Pikirannya berkecamuk, semuanya bagai lelucon bagi Cara, rolekoster bahkan terasa amat jauh membosankan dari apa yang ia jalani. Dalam satu hari semuanya berubah, mengalahkan tongkat sihir yang dulu sempat ia kagumi karena terlalu banyak membaca novel Harry Poter. Sudah dua hari berlalu, namun rasa gundah, ketakutan, banyangan gelap akan kebenaran yang tak ingin ia dengarkan lagi terus menghantuinya, seolah menantang gadis itu siapa yang lebih tangguh?

"Car, lo udah gak ngelakuin kebiasaan lo selama dua tahun, loh?."

Cara menghiraukan amukkan Bella, bahkan ia baru sadar jika bibirnya mengeluarkan darah yang cukup banyak untuk ukuran luka kecil. Cara mengambil beberapa tisu yang terdapat di meja makan kantin, ia menekan bibirnya seolah tak ada rasa sakit yang menyengatnya, lagian rasa sakit di bibirnya tak sebanding dengan luka yang menyeruak lebar di hatinya.

"Lo kenapa sih? Akhir-akhir ini lo aneh banget." Gadis yang diajak bicara itu mengedarkan pandangannya, seolah jiwanya kembali memasuki tubuhnya, dia sangat terkejut saat melihat teman-temannya ternyata menatapnya mengintimidasi, menuntut gadis dengan bibir yang terdapat luka di sana untuk menjawab semua pertanyaan yang selama ini mengguntung di kepala mereka tanpa tahu jawabannya.

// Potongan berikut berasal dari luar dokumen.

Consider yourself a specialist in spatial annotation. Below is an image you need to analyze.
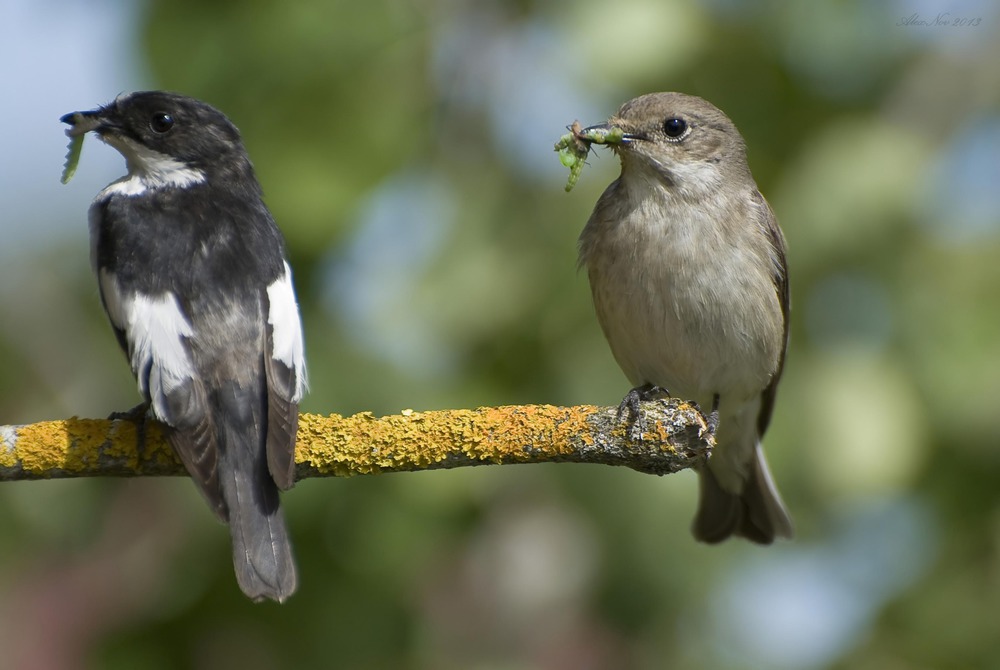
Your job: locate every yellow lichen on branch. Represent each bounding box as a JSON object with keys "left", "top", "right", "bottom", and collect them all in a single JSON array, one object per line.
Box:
[
  {"left": 0, "top": 400, "right": 712, "bottom": 482},
  {"left": 297, "top": 405, "right": 599, "bottom": 476}
]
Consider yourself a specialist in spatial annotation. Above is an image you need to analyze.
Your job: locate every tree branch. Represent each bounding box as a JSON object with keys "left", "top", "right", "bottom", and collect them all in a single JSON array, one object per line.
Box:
[{"left": 0, "top": 400, "right": 713, "bottom": 482}]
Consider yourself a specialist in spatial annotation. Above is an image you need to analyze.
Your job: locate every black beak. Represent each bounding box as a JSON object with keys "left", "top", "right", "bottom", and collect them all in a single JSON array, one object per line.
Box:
[
  {"left": 578, "top": 122, "right": 640, "bottom": 145},
  {"left": 60, "top": 107, "right": 111, "bottom": 137}
]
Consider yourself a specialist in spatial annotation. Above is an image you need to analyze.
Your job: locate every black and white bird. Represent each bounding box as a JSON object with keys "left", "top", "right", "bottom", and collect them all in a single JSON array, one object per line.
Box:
[{"left": 62, "top": 92, "right": 307, "bottom": 602}]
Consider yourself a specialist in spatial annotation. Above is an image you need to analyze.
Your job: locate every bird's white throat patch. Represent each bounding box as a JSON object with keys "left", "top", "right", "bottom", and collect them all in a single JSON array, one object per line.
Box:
[{"left": 98, "top": 135, "right": 205, "bottom": 198}]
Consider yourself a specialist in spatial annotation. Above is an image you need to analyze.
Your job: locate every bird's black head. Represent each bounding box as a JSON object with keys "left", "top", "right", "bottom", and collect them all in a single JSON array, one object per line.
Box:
[{"left": 61, "top": 91, "right": 252, "bottom": 182}]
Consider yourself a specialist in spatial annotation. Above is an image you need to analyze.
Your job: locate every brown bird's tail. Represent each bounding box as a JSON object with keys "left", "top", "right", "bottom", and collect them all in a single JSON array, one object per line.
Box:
[{"left": 692, "top": 442, "right": 793, "bottom": 545}]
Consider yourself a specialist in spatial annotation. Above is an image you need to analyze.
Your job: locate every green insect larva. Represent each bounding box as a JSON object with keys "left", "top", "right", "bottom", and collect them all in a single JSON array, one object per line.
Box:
[
  {"left": 61, "top": 131, "right": 84, "bottom": 185},
  {"left": 553, "top": 122, "right": 592, "bottom": 192}
]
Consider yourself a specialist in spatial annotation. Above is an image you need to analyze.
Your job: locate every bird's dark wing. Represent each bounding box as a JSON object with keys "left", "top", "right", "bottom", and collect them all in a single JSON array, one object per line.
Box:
[
  {"left": 753, "top": 190, "right": 789, "bottom": 438},
  {"left": 262, "top": 263, "right": 306, "bottom": 491},
  {"left": 161, "top": 380, "right": 226, "bottom": 521},
  {"left": 264, "top": 330, "right": 298, "bottom": 491},
  {"left": 97, "top": 269, "right": 226, "bottom": 519}
]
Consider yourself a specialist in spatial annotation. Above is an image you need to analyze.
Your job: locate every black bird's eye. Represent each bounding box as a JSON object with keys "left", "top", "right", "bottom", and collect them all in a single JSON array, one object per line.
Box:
[
  {"left": 149, "top": 112, "right": 174, "bottom": 134},
  {"left": 663, "top": 117, "right": 688, "bottom": 139}
]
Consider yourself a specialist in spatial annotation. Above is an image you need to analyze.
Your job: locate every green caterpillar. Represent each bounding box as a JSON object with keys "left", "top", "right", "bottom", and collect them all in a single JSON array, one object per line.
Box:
[
  {"left": 61, "top": 129, "right": 85, "bottom": 185},
  {"left": 553, "top": 121, "right": 625, "bottom": 192}
]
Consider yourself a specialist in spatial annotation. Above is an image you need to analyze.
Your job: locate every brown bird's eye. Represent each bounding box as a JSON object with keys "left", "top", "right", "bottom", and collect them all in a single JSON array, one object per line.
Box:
[
  {"left": 663, "top": 117, "right": 688, "bottom": 139},
  {"left": 149, "top": 112, "right": 174, "bottom": 134}
]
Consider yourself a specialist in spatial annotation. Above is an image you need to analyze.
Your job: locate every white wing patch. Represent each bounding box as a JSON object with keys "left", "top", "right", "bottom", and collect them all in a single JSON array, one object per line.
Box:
[
  {"left": 97, "top": 135, "right": 205, "bottom": 199},
  {"left": 266, "top": 261, "right": 307, "bottom": 401},
  {"left": 99, "top": 270, "right": 195, "bottom": 418}
]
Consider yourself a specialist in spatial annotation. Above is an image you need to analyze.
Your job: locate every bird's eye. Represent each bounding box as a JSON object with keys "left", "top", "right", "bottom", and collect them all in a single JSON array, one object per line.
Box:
[
  {"left": 149, "top": 112, "right": 174, "bottom": 134},
  {"left": 663, "top": 117, "right": 688, "bottom": 139}
]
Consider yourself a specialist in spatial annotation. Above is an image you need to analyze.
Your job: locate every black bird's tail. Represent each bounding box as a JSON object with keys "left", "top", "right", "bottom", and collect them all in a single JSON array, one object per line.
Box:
[{"left": 216, "top": 384, "right": 297, "bottom": 602}]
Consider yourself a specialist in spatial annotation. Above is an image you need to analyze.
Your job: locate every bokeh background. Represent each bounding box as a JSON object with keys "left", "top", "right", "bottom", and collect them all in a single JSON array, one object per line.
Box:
[{"left": 2, "top": 0, "right": 999, "bottom": 668}]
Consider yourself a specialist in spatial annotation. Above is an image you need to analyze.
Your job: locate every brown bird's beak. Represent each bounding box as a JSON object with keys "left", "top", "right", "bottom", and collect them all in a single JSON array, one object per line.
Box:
[{"left": 577, "top": 122, "right": 640, "bottom": 145}]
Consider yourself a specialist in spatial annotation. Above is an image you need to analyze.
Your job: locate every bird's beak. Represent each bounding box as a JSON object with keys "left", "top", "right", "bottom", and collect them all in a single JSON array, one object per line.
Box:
[
  {"left": 60, "top": 106, "right": 116, "bottom": 138},
  {"left": 577, "top": 121, "right": 641, "bottom": 146}
]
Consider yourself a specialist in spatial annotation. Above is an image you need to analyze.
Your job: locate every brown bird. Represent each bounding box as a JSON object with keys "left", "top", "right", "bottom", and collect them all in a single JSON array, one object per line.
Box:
[{"left": 578, "top": 92, "right": 793, "bottom": 543}]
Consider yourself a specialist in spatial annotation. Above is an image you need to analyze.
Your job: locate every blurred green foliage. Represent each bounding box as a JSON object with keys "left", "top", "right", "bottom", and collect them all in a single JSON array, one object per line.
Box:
[{"left": 2, "top": 0, "right": 1000, "bottom": 668}]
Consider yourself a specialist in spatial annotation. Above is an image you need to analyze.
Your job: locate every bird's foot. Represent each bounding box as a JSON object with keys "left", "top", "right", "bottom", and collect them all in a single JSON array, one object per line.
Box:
[
  {"left": 108, "top": 401, "right": 150, "bottom": 423},
  {"left": 698, "top": 393, "right": 720, "bottom": 441},
  {"left": 108, "top": 401, "right": 152, "bottom": 457},
  {"left": 616, "top": 384, "right": 671, "bottom": 441}
]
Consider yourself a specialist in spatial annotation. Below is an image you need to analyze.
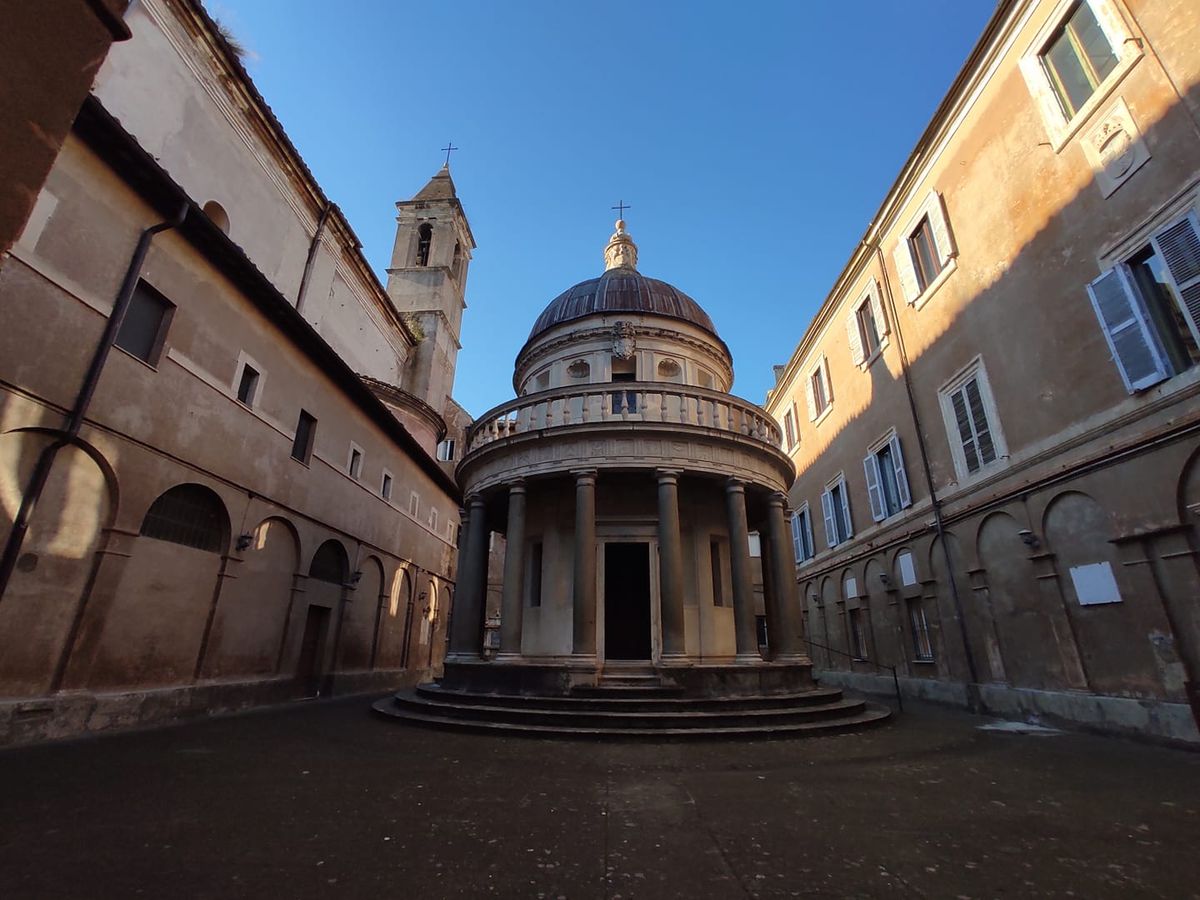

Cara menghembuskan napasnya, ia menyeruput mie yang ia pesan setengah jam yang lalu bahkan kuah yang mulanya membanjiri mangkuknya kini telah menyatu dengan mie tersebut, sudah tidak enak untuk disantap. Dengan mulut yang penuh gadis itu membuka suaranya, "gak papa."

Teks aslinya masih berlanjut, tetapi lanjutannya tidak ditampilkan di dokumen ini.